Local Authorities with libraries of regional significance should receive additional budget support nationally. There is also a similar case for those central London libraries whose local population—and therefore local budget—is small but whose daytime population and, therefore, library membership is huge.EFFICIENCIES

  Libraries were cited in the Government budget as a potential source for efficiency savings. Many library authorities are already leading the way within their councils with the introduction of electronic ordering, delivery and invoicing, supplier selection of library materials and purchasing consortia. They have also been quite radical and reduced a number of traditional library activities. MLA is leading a national feasibility study into further advances and national approaches that could further revolutionise supply for some. There are economies of scale that could be achieved through better procurement methods but this should then be offset against the need to provide the resource for a quality service with good buildings, design and presentation.

CONCLUSION

  Libraries as can be seen to offer so much to so many. Libraries have worked hard with local people to deliver this. Any hint of local reduction in service is greeted by major local objection. If Freedom of Information really means anything we must protect this vital public institution and support it to change and adapt. We suffer so much from rosy glow memories of everyone's childhood reading "Swallows and Amazons" or "Just William". Those days have long gone—we need overt champions who don't take us for granted. We need advocates in Government who recognise and are willing to help us realise our potential. We need rapid and accurate response to the issues raised such as procurement. Yes, there is money to be saved but many authorities have already saved it and ploughed it back into service delivery but because of ineffectual support this issue has been allowed to run and run.
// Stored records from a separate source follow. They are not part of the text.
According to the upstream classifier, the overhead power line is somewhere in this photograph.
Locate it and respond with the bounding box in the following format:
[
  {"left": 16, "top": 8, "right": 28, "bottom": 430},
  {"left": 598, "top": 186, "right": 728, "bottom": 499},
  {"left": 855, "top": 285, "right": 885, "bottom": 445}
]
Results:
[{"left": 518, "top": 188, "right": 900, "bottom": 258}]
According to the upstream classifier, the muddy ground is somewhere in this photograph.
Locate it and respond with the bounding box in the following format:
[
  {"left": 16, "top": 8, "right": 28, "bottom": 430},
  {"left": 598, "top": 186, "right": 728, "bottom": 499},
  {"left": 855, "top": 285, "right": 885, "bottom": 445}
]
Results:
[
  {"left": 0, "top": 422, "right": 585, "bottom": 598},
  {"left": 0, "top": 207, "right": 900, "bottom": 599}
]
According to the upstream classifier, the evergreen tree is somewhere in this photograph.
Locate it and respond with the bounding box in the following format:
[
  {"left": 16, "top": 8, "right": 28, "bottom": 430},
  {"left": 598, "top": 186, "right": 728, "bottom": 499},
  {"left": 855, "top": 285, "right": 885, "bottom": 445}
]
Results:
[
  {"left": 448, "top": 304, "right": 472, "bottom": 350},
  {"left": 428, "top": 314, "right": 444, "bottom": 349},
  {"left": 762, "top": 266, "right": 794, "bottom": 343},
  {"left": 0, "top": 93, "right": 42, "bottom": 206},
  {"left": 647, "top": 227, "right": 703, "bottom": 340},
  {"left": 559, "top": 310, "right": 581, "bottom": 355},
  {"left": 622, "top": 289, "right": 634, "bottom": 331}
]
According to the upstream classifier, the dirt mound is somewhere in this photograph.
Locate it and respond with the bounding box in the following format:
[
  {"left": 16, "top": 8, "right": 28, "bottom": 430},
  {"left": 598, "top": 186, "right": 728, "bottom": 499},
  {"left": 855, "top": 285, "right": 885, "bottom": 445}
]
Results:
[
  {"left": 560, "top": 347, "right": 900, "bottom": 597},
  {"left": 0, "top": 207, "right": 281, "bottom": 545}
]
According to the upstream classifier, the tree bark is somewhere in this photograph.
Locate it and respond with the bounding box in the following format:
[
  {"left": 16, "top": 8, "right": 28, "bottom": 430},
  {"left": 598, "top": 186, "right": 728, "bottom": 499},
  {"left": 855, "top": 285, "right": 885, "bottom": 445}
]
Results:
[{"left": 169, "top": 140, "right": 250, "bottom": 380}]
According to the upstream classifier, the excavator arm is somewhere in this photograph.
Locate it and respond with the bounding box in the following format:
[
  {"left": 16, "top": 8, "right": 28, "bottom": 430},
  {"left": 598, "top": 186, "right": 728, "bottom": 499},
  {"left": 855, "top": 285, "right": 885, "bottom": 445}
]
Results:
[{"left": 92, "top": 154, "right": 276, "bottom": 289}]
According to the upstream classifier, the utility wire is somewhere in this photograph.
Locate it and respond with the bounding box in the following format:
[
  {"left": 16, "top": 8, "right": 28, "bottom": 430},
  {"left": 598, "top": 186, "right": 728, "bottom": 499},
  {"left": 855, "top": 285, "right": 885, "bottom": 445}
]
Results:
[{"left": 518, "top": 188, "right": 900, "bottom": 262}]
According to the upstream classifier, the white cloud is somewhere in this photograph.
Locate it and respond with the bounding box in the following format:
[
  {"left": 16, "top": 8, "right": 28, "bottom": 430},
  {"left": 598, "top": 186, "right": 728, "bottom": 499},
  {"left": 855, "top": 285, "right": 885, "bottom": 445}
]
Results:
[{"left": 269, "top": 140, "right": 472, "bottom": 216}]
  Over the last few years change in libraries has been significant, our innovation, partnership working, creativity, reinvention and sheer determination to continuously improve services is a good example to others. Only marginal increases in funding has made a huge difference. It would be helpful if this inquiry would concentrate on what has been achieved with so little for so long—in this competitive world government must champion a service that no longer wishes to "make do and mend" but realise its full potential with passion and power. We are ready. We just need resourcing.